Mateo 20: 13 -15 (DHH
(Énfasis del autor)
El dueño de la finca decidió responder ante la protesta. Se dirigió a uno de ellos llamándolo amigo. Tuvo la paciencia y la buena disposición de explicarle que no estaba cometiendo ninguna injusticia. ¿Estaba obligado el dueño a dar explicaciones? Rotundamente no, pero lo hizo. Le recordó que habían acordado esa paga. Estaba recibiendo lo que había pactado.
No le habló de la cantidad de horas ni del trabajo que cada grupo había realizado. Simplemente, destacó su legítimo derecho a usar su dinero como quisiera. Y… también dejó en el aire una filosa y penetrante pregunta “¿O es que te da envidia que yo sea bondadoso?”.
Los obreros madrugadores miraron su esfuerzo y se compararon con los últimos. Calcularon y, lógico, sentían que habían perdido dinero. Lo que ni por un momento tuvieron en cuenta es que fue a los únicos a los que se les dijo cuánto se les pagaría.
Seguramente, cuando fueron contratados estaban agradecidos por tener trabajo. Esa gratitud se transformó en queja cuando se compararon con los últimos. En ese momento se sintieron defraudados.

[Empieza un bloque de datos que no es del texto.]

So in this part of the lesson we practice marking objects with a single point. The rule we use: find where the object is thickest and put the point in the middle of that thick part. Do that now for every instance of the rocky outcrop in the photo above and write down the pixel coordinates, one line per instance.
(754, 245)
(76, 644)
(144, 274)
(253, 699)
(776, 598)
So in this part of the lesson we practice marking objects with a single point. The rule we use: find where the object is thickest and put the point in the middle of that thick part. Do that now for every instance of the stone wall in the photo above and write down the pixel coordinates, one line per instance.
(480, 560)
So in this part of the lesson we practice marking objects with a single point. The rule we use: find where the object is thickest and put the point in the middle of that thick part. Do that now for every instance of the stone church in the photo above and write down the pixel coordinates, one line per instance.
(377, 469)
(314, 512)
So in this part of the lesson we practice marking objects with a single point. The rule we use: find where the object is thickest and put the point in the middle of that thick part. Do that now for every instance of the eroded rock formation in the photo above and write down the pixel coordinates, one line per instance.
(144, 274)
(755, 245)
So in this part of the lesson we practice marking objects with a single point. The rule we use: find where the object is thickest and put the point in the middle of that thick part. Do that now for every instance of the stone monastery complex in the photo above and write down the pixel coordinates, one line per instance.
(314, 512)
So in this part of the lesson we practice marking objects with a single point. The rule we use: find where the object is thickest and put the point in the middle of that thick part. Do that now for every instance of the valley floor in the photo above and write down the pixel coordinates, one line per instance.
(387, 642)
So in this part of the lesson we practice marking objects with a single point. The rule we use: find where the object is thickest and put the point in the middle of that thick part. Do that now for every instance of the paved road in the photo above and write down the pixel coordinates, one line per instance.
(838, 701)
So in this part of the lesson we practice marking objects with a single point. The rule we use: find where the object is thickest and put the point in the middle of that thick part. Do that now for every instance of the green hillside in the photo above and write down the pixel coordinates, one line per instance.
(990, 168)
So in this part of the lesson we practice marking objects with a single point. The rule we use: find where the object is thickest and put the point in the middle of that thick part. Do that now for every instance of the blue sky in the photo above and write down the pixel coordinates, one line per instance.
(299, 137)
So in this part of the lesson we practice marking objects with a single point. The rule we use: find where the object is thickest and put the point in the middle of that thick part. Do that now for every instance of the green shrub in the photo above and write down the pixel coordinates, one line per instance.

La comparación lleva, en general, a la envidia. Como cristianos tenemos claro que el amor del Señor es incondicional e inmerecido y que la vida eterna no se gana por nuestro esfuerzo, ni por ser buenas personas, ni por ninguna capacidad que nos distinga de otros. Podemos citar de memoria el texto siguiente:
Dios es tan misericordioso y nos amó con un amor tan grande, que nos dio vida juntamente con Cristo cuando todavía estábamos muertos a causa de nuestros pecados. Por la bondad de Dios han recibido ustedes la salvación. Hizo esto para demostrar en los tiempos futuros su generosidad y su bondad para con nosotros en Cristo Jesús. Pues por la bondad de Dios han recibido ustedes la salvación por medio de la fe. No es esto algo que ustedes mismos hayan conseguido, sino que es un don de Dios. No es el resultado de las propias acciones, de modo que nadie puede gloriarse de nada.
Efesios 2: 4 y 5; 7-9 (DHH)
(Énfasis del autor)
No obstante, nuestra vieja naturaleza asoma y quiere llevarse el mérito. Decimos que servimos por amor al Señor. Pero cuando alguien, según nuestro criterio, es bendecido sin merecerlo, mentalmente nos comparamos y cambiamos la gratitud por la envidia. Y eso nos daña, porque olvidamos que tenemos un Padre bueno y ampliamente generoso. Él conoce nuestras necesidades y deseos y nos da a cada uno según lo que bien le parece.
Que el éxito de otros no opaque la gratitud por lo que ya has recibido. Que el amor desbordante del Señor sea el motivo de tu servicio a Él.